The action followed a detailed presentation by a borough consultant, identified during the meeting as Jackie, who summarized the borough’s progress and remaining work. “As of today, you still have 445 unknowns,” Jackie told the council, and described the borough’s inventory as including 3,764 total services, 2,910 identified as non-lead, and 409 known lead services — of which 205 are full replacements and 204 are partials. Jackie said the borough has secured approximately $1 million in federal grant funding for phase four and plans to bond additional funds; the ordinance text read at the meeting references a $1 million federal grant and authorizes the issuance of roughly $1.3 million in bonds.
Why it matters: Replacing lead service lines is required under the lead and copper rule revisions and subsequent improvements; Redbank’s presenters said the borough began inventory and test-pitting in 2022 and is aiming to finish replacements by a locally set target consistent with New Jersey law. Jackie told the council the borough expects some unknown service lines to be copper and that, for budgeting, staff is planning for a cautious 40% lead rate among the remaining unknowns but hopes the actual rate will be lower.
Program details and outreach: Jackie described test-pitting, use of metal detectors and wire tracing to find hard-to-locate private-side lines, and the need for residents to sign right-of-entry (ROE) forms to allow work on private property. “We have 11 ROEs for full services and six for partials” already obtained since outreach began, Jackie said, adding the borough will continue calling, emailing and knocking on doors to secure roughly 150 more ROEs needed for a substantial phase-four program. The presenter described funding from IBank loans, earlier principal forgiveness programs, and federal congressional awards that helped prior phases.
Council response and vote: Council members questioned the consultant about the likely composition of remaining unknowns; Jackie reiterated that the 40% figure is a conservative planning assumption. Following the presentation and a short public hearing on the ordinance, the council moved and seconded adoption on final reading; roll-call votes recorded all present council members voting yes, and the ordinance was adopted.

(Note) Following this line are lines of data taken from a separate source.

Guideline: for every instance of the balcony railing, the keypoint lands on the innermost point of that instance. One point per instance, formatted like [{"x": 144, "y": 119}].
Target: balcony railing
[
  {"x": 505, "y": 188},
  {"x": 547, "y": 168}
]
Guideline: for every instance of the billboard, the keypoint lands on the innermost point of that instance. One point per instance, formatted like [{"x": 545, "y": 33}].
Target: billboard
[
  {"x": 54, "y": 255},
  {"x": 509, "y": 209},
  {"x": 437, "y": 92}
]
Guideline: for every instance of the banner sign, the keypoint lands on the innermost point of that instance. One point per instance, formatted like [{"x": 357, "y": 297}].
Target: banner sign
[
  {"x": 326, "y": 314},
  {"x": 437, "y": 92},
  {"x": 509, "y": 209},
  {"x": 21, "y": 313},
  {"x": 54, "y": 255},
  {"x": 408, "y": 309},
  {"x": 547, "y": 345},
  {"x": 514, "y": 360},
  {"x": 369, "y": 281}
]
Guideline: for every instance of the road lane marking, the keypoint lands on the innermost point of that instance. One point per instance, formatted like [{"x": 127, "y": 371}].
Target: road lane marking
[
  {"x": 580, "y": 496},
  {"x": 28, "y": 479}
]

Next steps: The ordinance establishes the funding framework for phase four work, including replacement of previously unlocated lines that staff will try to identify before paving moratoria would complicate future digs. Staff indicated outreach and ROE collection will continue as the borough schedules replacements and coordinates required inventory updates with state regulators.
A note on recorded figures: Portions of the ordinance reading and the presentation contained garbled numerals in the meeting audio; the consultant and the ordinance text consistently referenced a $1 million federal grant and additional bonding (about $1.3 million) to finance part of the program. The total appropriation figure read aloud in the record was unclear; budget documents or the finalized ordinance text should be consulted for the exact appropriation amount and bond terms.